If left unmanaged, your data can become overwhelming, making it difficult to procure information you need when you need it. While software (including Sherpa’s) is designed to address archiving, e-discovery, compliance, etc., the overarching goal is most always the same: to make managing and maintaining data a feasible task. In this post, you’ll see two types of data you’re accustomed to working with, paying close attention to the differences between structured and unstructured data.
What is Structured Data?
Before getting into unstructured data, you need to have an understanding for its structured counterpart. Structured data (as explained succinctly in Big Data Republic’s video) is information, usually text files, displayed in titled columns and rows which can easily be ordered and processed by data mining tools. This could be visualized as a perfectly organized filing cabinet where everything is identified, labeled and easy to access. Most organizations are likely to be familiar with this form of data and already using it effectively, so let’s move on to the hotter question.
What is Unstructured Data?
Believe it or not, your database of structured information doesn’t even contain half of the information available for your use! Seth Grimes, a leading industry analyst on the confluence of structured and unstructured data sources, published an article that stated, “80% of business-relevant information originates in unstructured form, primarily text.” This may seem like an outlandish percentage, but don’t jump to conclusions too fast. We’re just getting started.
Now that you have a grasp on structured data, it will be much easier to understand what unstructured data is. Unstructured data, usually binary data that is proprietary, is that which has no identifiable internal structure. It can be visualized as a level 5 hoarder’s living room; it’s a massive unorganized conglomerate of various objects that are worthless until identified and stored in an organized fashion. Once this organization process has taken place (through the use of specialized software), the items can then be searched through and categorized (to an extent) for obtaining insights. While data mining tools might not be equipped to parse information in email messages (however organized it may be), you may have very good reason to collect and categorize data from this source. This illustrates the importance and plausible breadth of unstructured data.
Email Has Structure, Right?
The term “unstructured” has faced major scrutiny for several reasons. One argument is that although some form of structure is not formally identified, it can still be implied and therefore should not be labeled as “unstructured.” The counter-point states that if data has some form of structure but is not helpful to the processing task at hand, it may still be characterized as “unstructured.” So, while email messages may contain information that does have some implied structure, we can label the information as “unstructured” because normal data mining tools aren’t equipped to parse it. Alas, both sides of the argument persist.
Unstructured Data Types
Unstructured data is raw and unorganized and organizations store it all. Ideally, all of this information would be converted into structured data however, this would be costly and time consuming. Also, not all types of unstructured data can easily be converted into a structured model. For example, an email holds information such as the time sent, subject, and sender (all uniform fields), but the content of the message is not so easily broken down and categorized. This can introduce some compatibility issues with the structure of a relational database system.

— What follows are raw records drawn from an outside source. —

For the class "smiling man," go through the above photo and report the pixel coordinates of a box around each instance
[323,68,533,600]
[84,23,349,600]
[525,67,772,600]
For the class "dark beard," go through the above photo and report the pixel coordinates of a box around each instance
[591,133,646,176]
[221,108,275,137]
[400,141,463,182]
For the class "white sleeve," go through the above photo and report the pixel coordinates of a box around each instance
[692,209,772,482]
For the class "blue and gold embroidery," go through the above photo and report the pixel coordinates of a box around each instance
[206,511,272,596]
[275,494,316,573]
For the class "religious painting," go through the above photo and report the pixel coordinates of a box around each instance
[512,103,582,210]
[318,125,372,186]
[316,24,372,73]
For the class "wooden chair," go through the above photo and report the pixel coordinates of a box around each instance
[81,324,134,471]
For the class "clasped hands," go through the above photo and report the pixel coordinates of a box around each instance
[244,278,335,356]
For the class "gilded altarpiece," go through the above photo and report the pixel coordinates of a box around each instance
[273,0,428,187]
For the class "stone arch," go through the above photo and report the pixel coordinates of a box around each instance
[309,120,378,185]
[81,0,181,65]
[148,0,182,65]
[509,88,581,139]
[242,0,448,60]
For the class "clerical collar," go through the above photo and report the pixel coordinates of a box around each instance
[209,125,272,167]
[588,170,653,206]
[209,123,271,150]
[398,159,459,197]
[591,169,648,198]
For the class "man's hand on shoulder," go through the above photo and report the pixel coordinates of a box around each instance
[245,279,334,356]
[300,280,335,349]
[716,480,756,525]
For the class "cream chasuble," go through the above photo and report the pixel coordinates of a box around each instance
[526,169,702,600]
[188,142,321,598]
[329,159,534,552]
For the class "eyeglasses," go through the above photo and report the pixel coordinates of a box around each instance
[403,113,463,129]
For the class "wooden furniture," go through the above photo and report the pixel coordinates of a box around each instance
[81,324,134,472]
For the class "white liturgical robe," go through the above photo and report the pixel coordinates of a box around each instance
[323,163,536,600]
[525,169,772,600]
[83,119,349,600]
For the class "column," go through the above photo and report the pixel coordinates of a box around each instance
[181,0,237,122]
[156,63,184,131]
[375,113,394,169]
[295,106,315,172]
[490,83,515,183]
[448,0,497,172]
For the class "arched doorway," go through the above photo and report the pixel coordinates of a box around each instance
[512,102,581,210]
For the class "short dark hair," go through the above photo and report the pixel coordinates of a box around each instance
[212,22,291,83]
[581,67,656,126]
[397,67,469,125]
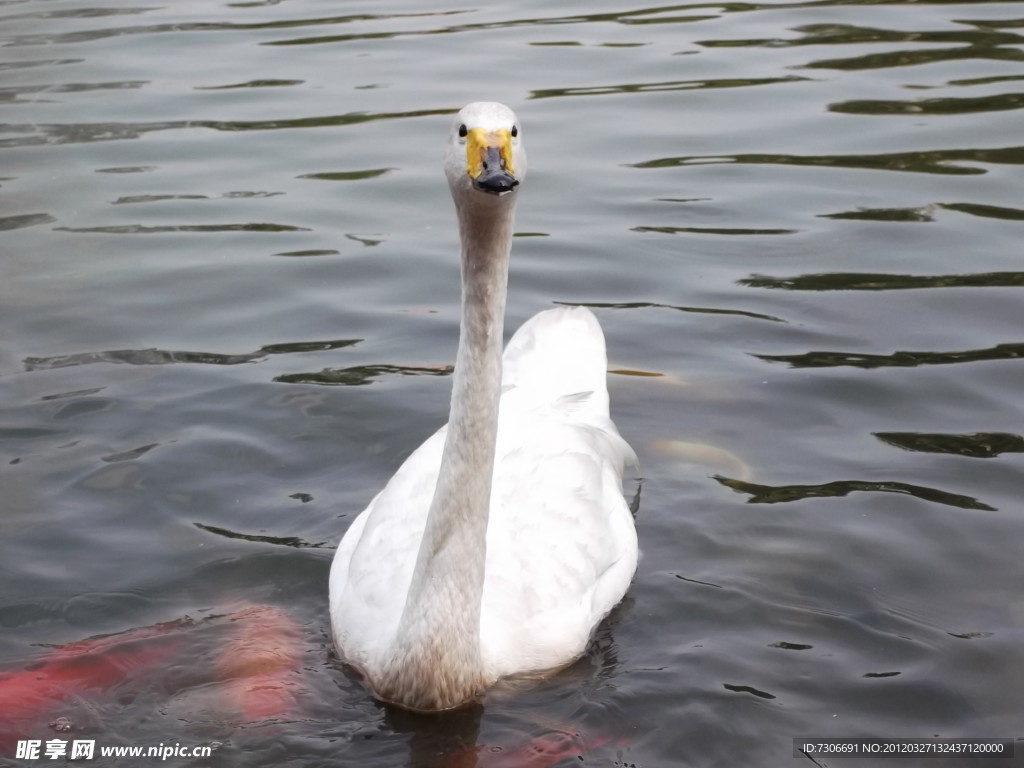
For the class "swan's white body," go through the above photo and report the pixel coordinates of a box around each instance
[330,102,638,711]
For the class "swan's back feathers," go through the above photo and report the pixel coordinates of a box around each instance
[331,308,638,692]
[502,306,608,416]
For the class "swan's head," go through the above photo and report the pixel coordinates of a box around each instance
[444,101,526,199]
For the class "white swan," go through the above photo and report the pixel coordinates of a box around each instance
[330,102,638,712]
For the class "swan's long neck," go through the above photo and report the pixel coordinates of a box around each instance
[380,191,514,710]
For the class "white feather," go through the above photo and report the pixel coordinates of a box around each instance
[330,104,638,710]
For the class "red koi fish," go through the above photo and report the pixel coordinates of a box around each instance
[449,731,625,768]
[210,605,302,723]
[0,620,191,743]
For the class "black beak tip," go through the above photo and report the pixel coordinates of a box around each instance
[473,171,519,195]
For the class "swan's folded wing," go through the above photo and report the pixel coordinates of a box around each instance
[330,427,447,668]
[480,403,638,676]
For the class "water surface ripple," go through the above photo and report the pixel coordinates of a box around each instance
[0,0,1024,768]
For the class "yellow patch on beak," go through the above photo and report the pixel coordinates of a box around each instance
[466,128,515,179]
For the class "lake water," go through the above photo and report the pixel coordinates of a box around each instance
[0,0,1024,768]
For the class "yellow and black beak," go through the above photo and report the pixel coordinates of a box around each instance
[466,128,519,195]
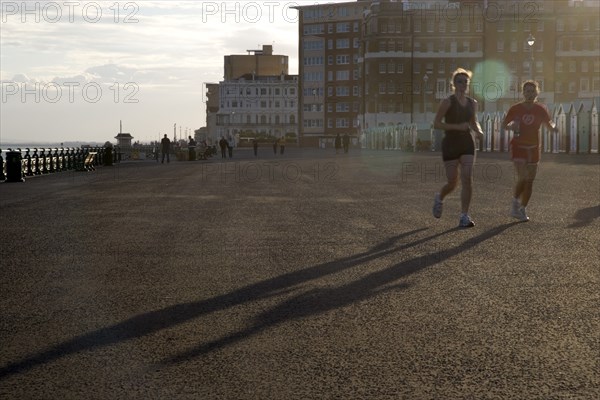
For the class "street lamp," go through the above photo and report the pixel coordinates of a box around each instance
[527,33,535,80]
[423,72,429,122]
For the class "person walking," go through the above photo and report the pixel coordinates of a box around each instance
[502,80,558,222]
[188,136,196,161]
[433,68,483,228]
[160,133,171,164]
[219,136,229,158]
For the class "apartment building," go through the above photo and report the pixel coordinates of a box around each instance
[297,0,371,147]
[207,45,299,146]
[298,0,600,147]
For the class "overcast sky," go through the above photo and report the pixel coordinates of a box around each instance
[0,0,344,145]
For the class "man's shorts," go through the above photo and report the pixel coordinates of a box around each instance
[510,139,541,164]
[442,132,475,161]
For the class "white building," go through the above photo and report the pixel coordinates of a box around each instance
[217,74,298,146]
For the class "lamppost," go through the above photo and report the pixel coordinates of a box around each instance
[527,33,535,80]
[423,73,429,122]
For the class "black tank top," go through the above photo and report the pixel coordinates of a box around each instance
[444,94,475,135]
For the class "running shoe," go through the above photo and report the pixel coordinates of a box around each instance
[510,198,521,219]
[513,207,529,222]
[433,193,444,218]
[458,214,475,228]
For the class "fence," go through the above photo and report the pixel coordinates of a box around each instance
[361,102,599,154]
[0,147,121,181]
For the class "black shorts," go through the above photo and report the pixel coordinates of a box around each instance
[442,132,475,161]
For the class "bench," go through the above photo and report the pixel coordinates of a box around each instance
[83,151,98,171]
[76,151,98,171]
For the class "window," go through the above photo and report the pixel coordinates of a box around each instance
[335,70,350,81]
[336,55,350,65]
[335,39,350,49]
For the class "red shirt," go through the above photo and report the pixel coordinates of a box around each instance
[504,102,552,146]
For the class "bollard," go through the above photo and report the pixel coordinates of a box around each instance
[5,151,25,182]
[104,146,113,167]
[0,149,6,181]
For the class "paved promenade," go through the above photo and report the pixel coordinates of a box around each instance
[0,148,600,400]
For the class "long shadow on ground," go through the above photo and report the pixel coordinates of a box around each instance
[0,223,515,379]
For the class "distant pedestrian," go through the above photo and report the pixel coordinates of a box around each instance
[279,136,285,155]
[219,137,229,158]
[342,133,350,154]
[502,80,558,222]
[227,138,233,158]
[433,68,483,228]
[188,136,196,161]
[160,133,171,164]
[333,133,342,154]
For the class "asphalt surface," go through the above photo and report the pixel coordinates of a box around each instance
[0,148,600,400]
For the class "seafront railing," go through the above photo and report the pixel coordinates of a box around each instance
[0,147,121,181]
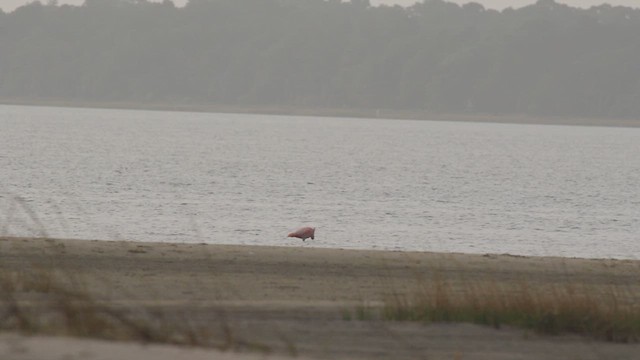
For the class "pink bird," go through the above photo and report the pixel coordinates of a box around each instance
[287,226,316,241]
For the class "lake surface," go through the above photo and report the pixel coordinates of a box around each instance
[0,106,640,259]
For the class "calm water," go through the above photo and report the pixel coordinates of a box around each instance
[0,106,640,259]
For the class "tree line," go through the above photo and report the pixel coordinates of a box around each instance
[0,0,640,118]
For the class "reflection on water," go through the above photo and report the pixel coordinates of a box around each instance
[0,106,640,258]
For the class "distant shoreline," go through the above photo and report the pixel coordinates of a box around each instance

In case you’re still not quite sure what we mean, here is a limited list of types of unstructured data:
- Word Processing Files
- PDF files
- Digital Images
- Social Media Posts
Looking at the list, you may be wondering what these files have in common. The files listed above can be stored and managed without the format of the file being understood by the system. This allows them to be stored in an unstructured fashion because the contents of the files are unorganized.

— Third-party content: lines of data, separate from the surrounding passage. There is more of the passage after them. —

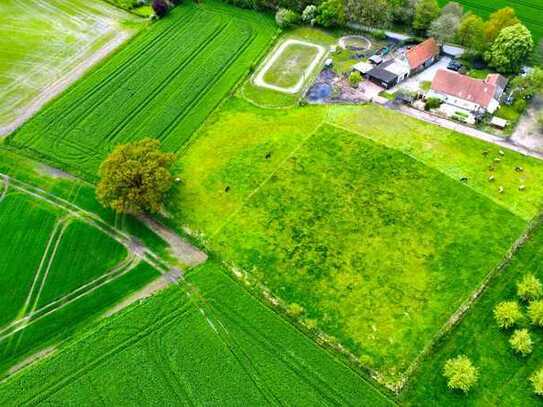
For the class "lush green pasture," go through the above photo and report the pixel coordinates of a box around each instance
[439,0,543,40]
[0,150,164,376]
[0,0,138,135]
[0,264,391,406]
[173,99,524,382]
[402,223,543,406]
[9,1,275,178]
[329,105,543,220]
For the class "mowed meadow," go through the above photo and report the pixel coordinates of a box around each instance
[0,263,394,406]
[438,0,543,42]
[8,1,275,179]
[0,0,138,137]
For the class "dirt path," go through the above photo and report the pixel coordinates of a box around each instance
[103,269,183,318]
[511,95,543,152]
[0,31,134,137]
[139,216,207,267]
[398,106,543,160]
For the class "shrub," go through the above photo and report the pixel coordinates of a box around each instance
[530,367,543,396]
[443,355,479,393]
[275,8,300,28]
[151,0,170,18]
[424,98,443,111]
[517,273,543,301]
[302,4,317,23]
[509,329,534,356]
[287,302,304,318]
[537,112,543,132]
[528,300,543,326]
[494,301,522,328]
[349,71,362,88]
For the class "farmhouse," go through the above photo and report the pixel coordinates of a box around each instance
[406,38,440,75]
[366,59,409,89]
[428,69,507,114]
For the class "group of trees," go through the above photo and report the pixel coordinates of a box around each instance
[270,0,534,73]
[413,0,534,73]
[151,0,182,18]
[443,274,543,396]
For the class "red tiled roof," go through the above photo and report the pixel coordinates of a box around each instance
[407,38,439,69]
[432,69,497,107]
[485,73,507,89]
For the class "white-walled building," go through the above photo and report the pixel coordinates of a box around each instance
[427,69,507,114]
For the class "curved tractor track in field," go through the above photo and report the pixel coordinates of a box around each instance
[8,2,275,179]
[0,173,193,348]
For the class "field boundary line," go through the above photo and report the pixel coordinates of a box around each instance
[0,175,9,202]
[397,215,543,394]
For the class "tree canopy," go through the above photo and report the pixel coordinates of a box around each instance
[413,0,440,31]
[486,24,534,73]
[96,139,175,214]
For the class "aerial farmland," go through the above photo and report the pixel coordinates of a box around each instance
[0,0,543,406]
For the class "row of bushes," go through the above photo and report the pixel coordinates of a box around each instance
[275,0,346,28]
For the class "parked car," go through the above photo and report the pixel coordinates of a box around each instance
[447,59,464,72]
[503,91,515,106]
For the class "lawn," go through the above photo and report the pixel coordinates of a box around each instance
[439,0,543,41]
[0,0,135,136]
[0,149,165,376]
[402,222,543,406]
[8,1,275,180]
[173,99,541,384]
[0,263,392,406]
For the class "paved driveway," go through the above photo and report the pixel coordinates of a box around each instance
[395,57,451,92]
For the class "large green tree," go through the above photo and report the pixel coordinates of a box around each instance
[456,13,485,53]
[485,24,534,73]
[485,7,520,45]
[345,0,392,27]
[413,0,441,32]
[96,139,175,215]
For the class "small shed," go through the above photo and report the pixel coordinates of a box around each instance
[370,55,383,65]
[490,116,509,130]
[353,62,375,75]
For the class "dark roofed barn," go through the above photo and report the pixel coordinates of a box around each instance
[366,60,399,89]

The big data industry is growing but the problem of unstructured data going unused has been identified by organizations. Better yet, technologies and services are being developed in reaction. Darin Stewart of InformationWeek said in a recent article about big data, “The age of information overload is slowly drawing to a close. Enterprises are finally getting comfortable with managing massive amounts of data, content and information. The pace of information creation continues to accelerate, but the ability of infrastructure and information management to keep pace is coming within sight. Big Data is now considered a blessing rather than a curse.”